Specifically, vibe-awareness means —
It’s not just what you say, it’s how you say it.
It’s not just the denotation of your words, it’s the connotation.
It’s not just the meaning of your sentence, it’s the tone of voice.
It’s reading between the lines.
Now, I think humans are pretty vibe-aware 90% of the time, because we’re social creatures who spend most of our life vibing with other humans. However, vibe-awareness is antithetical to 100 years of computer science, so programmers have conditioned themselves into an intentional state of vibe-obliviousness whenever they sit in front of a computer. This is understandable because a Python compiler is vibe-oblivious — it doesn’t do conversational implicature, it doesn’t care about your tone of voice, it doesn’t care about how you name your variables, etc. But LLMs are vibe-aware, and programmers need to unlearn this habit of vibe-obliviousness if they want to predict/explain/control LLMs.
Additionally, context-relevance means —
A word or phrase can mean different things depending on the words around it.

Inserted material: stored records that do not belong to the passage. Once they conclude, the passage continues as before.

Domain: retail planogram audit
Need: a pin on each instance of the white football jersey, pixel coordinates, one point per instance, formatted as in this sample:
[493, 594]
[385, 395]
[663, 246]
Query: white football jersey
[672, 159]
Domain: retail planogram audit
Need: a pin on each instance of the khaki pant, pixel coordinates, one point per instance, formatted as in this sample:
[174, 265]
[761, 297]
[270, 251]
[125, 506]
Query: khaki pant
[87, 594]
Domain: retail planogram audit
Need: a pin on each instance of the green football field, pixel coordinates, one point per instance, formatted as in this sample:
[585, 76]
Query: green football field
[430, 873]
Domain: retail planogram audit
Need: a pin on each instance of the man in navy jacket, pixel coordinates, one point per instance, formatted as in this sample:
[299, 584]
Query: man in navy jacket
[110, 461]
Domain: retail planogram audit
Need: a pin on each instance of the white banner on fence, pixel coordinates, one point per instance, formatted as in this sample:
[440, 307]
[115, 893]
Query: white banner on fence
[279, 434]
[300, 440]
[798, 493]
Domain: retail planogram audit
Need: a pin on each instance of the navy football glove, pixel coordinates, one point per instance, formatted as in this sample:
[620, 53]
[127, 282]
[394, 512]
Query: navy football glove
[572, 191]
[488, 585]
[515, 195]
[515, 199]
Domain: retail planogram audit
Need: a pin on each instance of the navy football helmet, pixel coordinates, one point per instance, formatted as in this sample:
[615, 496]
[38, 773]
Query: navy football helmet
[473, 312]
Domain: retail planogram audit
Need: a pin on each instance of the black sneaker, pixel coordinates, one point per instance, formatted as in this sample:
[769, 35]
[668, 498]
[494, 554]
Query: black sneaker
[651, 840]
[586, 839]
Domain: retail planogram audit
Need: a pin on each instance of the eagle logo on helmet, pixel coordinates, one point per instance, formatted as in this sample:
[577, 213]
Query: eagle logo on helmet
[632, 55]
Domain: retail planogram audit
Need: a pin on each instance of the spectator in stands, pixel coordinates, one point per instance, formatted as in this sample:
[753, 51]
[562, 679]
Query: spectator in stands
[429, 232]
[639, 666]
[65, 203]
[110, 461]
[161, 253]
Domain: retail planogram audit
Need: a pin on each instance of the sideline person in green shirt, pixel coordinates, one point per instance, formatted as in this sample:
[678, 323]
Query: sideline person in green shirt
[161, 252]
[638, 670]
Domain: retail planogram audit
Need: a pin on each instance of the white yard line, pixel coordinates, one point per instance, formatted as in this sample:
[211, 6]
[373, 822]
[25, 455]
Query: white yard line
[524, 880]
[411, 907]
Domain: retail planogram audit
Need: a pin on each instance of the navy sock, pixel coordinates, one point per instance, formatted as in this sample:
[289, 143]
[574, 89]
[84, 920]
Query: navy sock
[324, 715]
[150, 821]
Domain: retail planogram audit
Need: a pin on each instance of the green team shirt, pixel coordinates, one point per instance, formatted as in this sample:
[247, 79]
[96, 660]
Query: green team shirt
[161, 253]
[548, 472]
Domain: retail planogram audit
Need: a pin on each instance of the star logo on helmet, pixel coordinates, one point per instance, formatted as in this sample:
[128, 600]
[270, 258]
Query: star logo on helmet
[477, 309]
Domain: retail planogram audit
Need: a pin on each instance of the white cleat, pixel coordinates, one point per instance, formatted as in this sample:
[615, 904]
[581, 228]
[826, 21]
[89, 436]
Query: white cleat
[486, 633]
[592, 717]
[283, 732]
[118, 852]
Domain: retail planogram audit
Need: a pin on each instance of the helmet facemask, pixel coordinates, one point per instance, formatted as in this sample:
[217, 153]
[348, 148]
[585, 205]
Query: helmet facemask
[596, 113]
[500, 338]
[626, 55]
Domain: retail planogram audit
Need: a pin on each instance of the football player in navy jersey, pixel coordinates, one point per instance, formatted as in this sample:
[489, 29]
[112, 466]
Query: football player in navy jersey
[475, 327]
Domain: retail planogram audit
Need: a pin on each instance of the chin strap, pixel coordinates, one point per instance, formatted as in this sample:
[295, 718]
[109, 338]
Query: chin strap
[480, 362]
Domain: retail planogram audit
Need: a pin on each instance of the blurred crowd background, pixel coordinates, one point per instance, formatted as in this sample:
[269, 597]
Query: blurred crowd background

The circumstance surrounding a message will affect the response.
The presuppositions of an assertion will shape the response to other assertions.
Questions have side-effects.
I think context-relevance is a concept that programmers already grok (it’s basically namespaces), but it’s also something to keep in mind when talking to LLMs.
Quiz
Question 1: Why does ChatGPT’s response depend on which synonym is used?
Question 2: If you ask the chatbot a question in a polite formal tone, is it more likely to lie than if you ask the chatbot in a casual informal tone?
Question 3: Explain why “Prometheus” is a bad name for a chatbot.
Question 4: Why would this prompt elicit the opposite behaviour?
Disclaimer
Learning about transformers is definitely useful. If you want to predict/explain GPT-4′s behaviour across all prompts then the best thing to learn is the transformer architecture. This will help you predict/explain what kind of regularities transformer models can learn and which regularities they can’t learn.
My claim is that if you want to predict/explain GPT-4′s behaviour on a particular prompt, then normally it’s best to learn something about the external world.